Master of restless shado.., p.57
Master of Restless Shadows Book Two, page 57
part #2 of Master of Restless Shadows Series
“Get the children away!” Fedeles shouted to Delfia.
She gave no response, only turned and rushed away. But from the corner of his eye, Fedeles glimpsed Delfia and Elenna race to the gathered children. Other figures—Berto and Timoteo, perhaps—staggered toward Sevanyo. At the same time bishop’s guardsmen surrounded Hierro, Remes and their loyalists, and mordwolves edged around them, making the divide between the two parties plain to anyone who cared to look.
Fedeles took it all in at a glance, but it was Ariz shearing through the air who commanded his focus.
Ariz dived for Sevanyo.
Fedeles hurled the black mass of his shadow up to block his descent. The impact jarred through Fedeles’s ribs like a horse’s kick, knocking the breath from his lungs. Ariz whirled through the air like a pinwheel. Then he fell. Fedeles gasped, wanting to catch him but unable to move for the pain in his own chest.
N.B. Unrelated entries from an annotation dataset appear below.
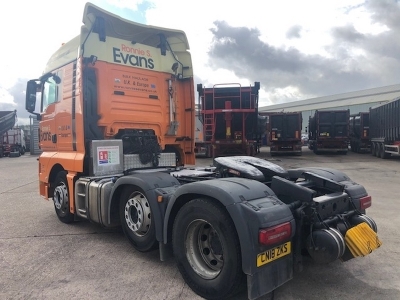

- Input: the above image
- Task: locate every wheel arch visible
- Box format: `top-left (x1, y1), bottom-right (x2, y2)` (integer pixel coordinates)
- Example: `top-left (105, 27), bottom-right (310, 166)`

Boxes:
top-left (163, 178), bottom-right (273, 274)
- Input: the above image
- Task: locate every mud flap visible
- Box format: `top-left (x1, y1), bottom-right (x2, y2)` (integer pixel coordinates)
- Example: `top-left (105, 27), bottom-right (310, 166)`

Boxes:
top-left (247, 254), bottom-right (293, 299)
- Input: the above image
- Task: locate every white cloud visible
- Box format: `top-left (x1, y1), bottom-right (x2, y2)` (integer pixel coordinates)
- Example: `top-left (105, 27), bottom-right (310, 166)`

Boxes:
top-left (0, 0), bottom-right (399, 110)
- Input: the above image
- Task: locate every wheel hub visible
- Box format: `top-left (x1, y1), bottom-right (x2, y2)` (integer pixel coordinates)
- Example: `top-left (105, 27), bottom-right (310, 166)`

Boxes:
top-left (185, 220), bottom-right (224, 279)
top-left (125, 193), bottom-right (151, 236)
top-left (53, 184), bottom-right (68, 209)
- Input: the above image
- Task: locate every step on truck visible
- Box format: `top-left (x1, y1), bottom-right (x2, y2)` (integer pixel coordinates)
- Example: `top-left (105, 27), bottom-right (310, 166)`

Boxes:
top-left (267, 112), bottom-right (303, 156)
top-left (308, 109), bottom-right (350, 154)
top-left (349, 112), bottom-right (371, 153)
top-left (369, 97), bottom-right (400, 159)
top-left (26, 3), bottom-right (381, 299)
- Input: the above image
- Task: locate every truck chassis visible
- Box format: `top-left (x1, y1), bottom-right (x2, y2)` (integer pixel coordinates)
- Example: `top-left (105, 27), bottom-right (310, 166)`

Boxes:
top-left (45, 146), bottom-right (381, 299)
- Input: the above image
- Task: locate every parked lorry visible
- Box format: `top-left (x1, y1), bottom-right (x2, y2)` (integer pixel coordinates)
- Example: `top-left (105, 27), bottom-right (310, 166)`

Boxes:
top-left (369, 97), bottom-right (400, 158)
top-left (267, 112), bottom-right (303, 156)
top-left (0, 110), bottom-right (17, 158)
top-left (349, 112), bottom-right (371, 153)
top-left (308, 109), bottom-right (350, 154)
top-left (197, 82), bottom-right (260, 157)
top-left (26, 3), bottom-right (381, 299)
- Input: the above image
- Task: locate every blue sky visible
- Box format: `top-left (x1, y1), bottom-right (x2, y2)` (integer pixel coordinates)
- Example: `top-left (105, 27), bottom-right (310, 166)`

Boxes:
top-left (0, 0), bottom-right (400, 123)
Ariz rolled as he struck the ground, reclaiming his human form in a fluid motion. If he felt any pain, he gave no sign. He rose to his feet, drawing a sword with his right hand and a dagger with his left. His face was expressionless, though the dark blood staining his mouth lent him a horrific air. He charged Sevanyo. The youngest Estaban brother attempted to block his way. Ariz parried the young man’s sword thrust, lunged into him and slit his throat with a flick of his dagger. The youngest Estaban staggered, looking confused then collapsed.
Ariz continued to advance on Sevanyo. He struck down two royal guards in blindingly fast thrusts and kicked a serving girl aside.
Fedeles had to act. He exerted his will, reaching into the blessings he’d placed on Ariz’s body. He twisted their names—their purposes—from Protect, Guard and Defend into shackles of Bind, Hold and Stop Ariz. The black masses of Fedeles’s altered blessings rose around Ariz’s limbs and body like ropes and chains. They bit into his skin and twisted around his throat, restraining him.
Ariz still struggled forward, inch by inch. He looked to Fedeles and for an instant a flicker of a smile seemed to lift his bloodied mouth.
“Kill me,” Ariz whispered. “Kill me now.”
Fedeles couldn’t bring himself to respond. He focused all his strength into holding Ariz where he stood. Just hold him. Just restrain him. He didn’t want to hurt him. But Ariz resisted with inhuman strength and determination. Bloody gashes opened up across Ariz’s chest and shoulders as he took a step forward and then another.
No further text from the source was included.